Thursday, June 28, 2018


Disclosure: I am an Amazon affiliate, and this post contains Amazon affiliate links.
I read quite a few parenting books through almost 12 years of parenting. Only a few made significant difference in my parenting, but I was desperately looking for a book that would give a good advice on how to guide Smarty on her journey to adulthood.
Untangled by Lisa Damour is such a book. I loved how she separated different issues that both girls and their parents are struggling with into different "strands of adolescence". Her advice is focused on "normal" girls and she got me at the statement that every girl secretly wonders whether she is crazy.
We certainly have our fair share of "crazy" moments as puberty train gains speed here. It's not just "drama" where every event appears to be so much more in terms of build up emotions and then let down emotions. It's also more anxiety where Smarty compares herself with others and sees her differences.
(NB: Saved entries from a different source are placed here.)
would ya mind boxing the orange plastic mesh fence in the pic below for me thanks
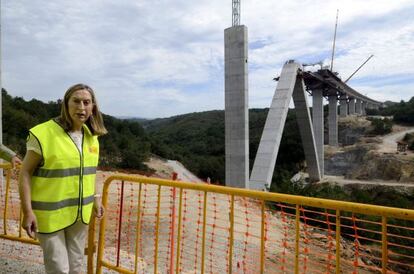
[93,175,414,274]
[2,167,414,274]
[0,165,43,266]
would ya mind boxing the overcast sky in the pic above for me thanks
[2,0,414,118]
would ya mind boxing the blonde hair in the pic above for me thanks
[59,83,107,136]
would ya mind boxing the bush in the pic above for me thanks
[370,118,393,135]
[379,97,414,125]
[403,133,414,150]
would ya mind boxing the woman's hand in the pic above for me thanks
[93,197,105,219]
[11,155,22,168]
[19,150,42,239]
[22,210,38,239]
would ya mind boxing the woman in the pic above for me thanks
[0,144,22,167]
[19,84,107,274]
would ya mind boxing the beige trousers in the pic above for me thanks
[37,220,88,274]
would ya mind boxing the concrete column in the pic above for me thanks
[0,5,3,182]
[0,5,2,145]
[339,94,348,117]
[250,61,300,190]
[328,95,338,146]
[293,79,321,182]
[348,98,356,115]
[355,99,362,114]
[224,25,249,188]
[362,101,367,115]
[312,89,324,176]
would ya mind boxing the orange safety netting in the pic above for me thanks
[95,175,414,274]
[2,168,414,274]
[0,169,43,266]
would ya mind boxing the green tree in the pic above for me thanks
[370,118,393,135]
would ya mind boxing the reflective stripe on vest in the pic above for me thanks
[30,119,99,233]
[33,166,97,178]
[32,194,95,211]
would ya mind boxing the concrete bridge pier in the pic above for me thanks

There are more concerns about appearance, about friends, and even about boys. In other words, our little Smarty is... growing up.
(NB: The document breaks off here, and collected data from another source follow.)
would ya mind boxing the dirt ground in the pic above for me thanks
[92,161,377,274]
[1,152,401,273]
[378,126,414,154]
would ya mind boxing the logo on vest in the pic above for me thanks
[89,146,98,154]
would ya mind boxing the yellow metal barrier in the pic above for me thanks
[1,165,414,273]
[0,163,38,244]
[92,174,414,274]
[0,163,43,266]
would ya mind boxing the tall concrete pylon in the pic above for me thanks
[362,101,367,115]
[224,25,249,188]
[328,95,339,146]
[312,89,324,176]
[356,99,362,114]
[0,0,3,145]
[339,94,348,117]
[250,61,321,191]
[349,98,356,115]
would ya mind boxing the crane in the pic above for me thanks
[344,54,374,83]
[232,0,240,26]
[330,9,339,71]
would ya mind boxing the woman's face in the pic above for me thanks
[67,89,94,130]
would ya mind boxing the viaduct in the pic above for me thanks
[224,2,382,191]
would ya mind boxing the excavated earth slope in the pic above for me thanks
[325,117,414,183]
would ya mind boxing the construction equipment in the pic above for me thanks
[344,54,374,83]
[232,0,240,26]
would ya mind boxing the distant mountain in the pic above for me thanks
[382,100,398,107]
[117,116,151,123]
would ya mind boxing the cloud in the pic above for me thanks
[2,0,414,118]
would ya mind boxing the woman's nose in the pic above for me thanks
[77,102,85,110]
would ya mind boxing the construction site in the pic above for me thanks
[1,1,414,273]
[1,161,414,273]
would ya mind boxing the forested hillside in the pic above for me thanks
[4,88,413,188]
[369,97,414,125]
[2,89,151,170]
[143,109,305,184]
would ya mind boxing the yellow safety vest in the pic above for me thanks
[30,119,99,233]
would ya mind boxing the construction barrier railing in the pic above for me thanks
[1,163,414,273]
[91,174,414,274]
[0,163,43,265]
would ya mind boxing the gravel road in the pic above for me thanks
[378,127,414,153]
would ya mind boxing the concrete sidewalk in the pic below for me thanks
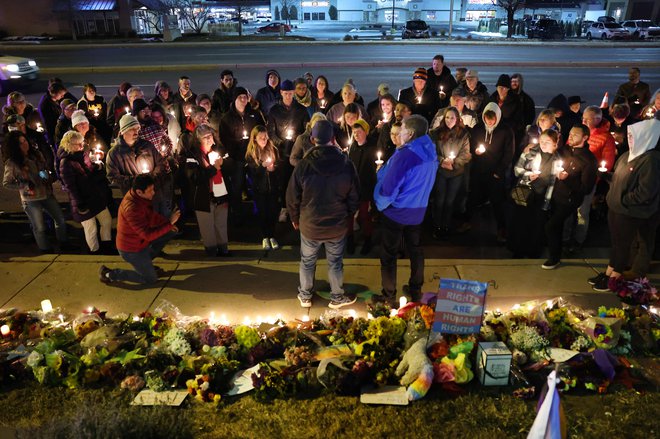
[0,242,633,323]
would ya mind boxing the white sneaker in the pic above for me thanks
[262,238,271,250]
[269,238,280,250]
[278,208,288,223]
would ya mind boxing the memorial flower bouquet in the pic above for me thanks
[608,277,658,305]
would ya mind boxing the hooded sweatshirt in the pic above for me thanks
[606,118,660,218]
[286,144,360,240]
[255,70,281,115]
[374,134,438,225]
[469,102,515,178]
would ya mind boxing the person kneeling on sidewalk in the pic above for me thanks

Untangled does a good job "normalizing" experiences of adolescence. Before I read this book, I was trying to convince my husband to seek mental health help for Smarty, because I wasn't sure if some of her behaviors fall within a range of "normal", but now I feel a lot more confident that I can help her myself, at least for the time being. I was reassured that overall we are on the right track by giving Smarty a lot of freedom while still maintaining high expectations and boundaries. I talked to my husband about this book reading him some interesting passages, and we both try to find moments when Smarty is more likely to open up about her concerns. When she does, I don't try to minimize them (something I was somewhat guilty of in the past), but I show her that they are valid and she is not crazy thinking that way. In fact, occasionally I have distinct flashbacks into my own adolescence and my anguish about being "too fat" (I wasn't, but my figure was not proportional yet), not attractive enough, etc. I encourage Smarty to reason through possible solutions - for example, if she hates her freckles, she should wear sunscreen all the time and not once in a blue moon. I feel that these talks bring her some reassurance and she usually returns to her cheerful self after them.
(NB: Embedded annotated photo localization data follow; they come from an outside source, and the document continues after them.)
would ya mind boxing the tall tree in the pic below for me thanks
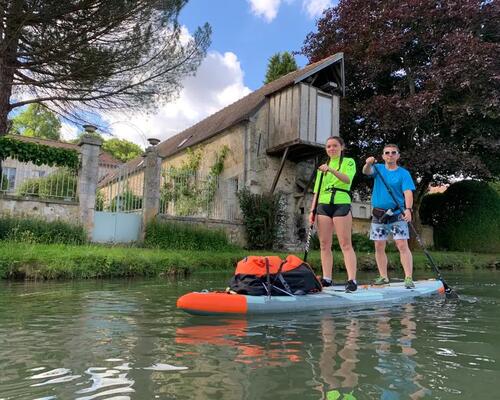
[102,138,143,162]
[9,103,61,140]
[302,0,499,215]
[0,0,211,134]
[264,52,298,84]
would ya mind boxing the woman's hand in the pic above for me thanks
[308,211,315,225]
[318,164,331,173]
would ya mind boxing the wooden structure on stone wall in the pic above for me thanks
[266,53,345,192]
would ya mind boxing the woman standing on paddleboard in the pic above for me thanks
[309,136,357,292]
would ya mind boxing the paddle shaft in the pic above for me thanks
[371,164,457,297]
[304,161,328,262]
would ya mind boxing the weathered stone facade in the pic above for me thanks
[157,214,246,247]
[78,135,102,240]
[0,195,79,222]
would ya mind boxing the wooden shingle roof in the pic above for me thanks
[155,53,344,159]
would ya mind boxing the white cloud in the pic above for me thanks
[60,122,79,141]
[247,0,332,22]
[101,50,251,148]
[302,0,332,18]
[247,0,282,22]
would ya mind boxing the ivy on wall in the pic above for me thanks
[0,137,80,170]
[160,145,230,216]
I am not saying that this book replaces a mental health help even though its author is a certified clinician. Each chapter ends with When to Worry page which gives some excellent pointers on behaviors that are indeed outside of norm for teenagers. There are also sections when Lisa is imploring parents to call for help right away. It's good to be more aware of possible problems, and I can still see us potentially consulting with a psychologist who understand gifted mind at some point in the future. In the meantime, I highly recommend this book to every parent who is raising a girl.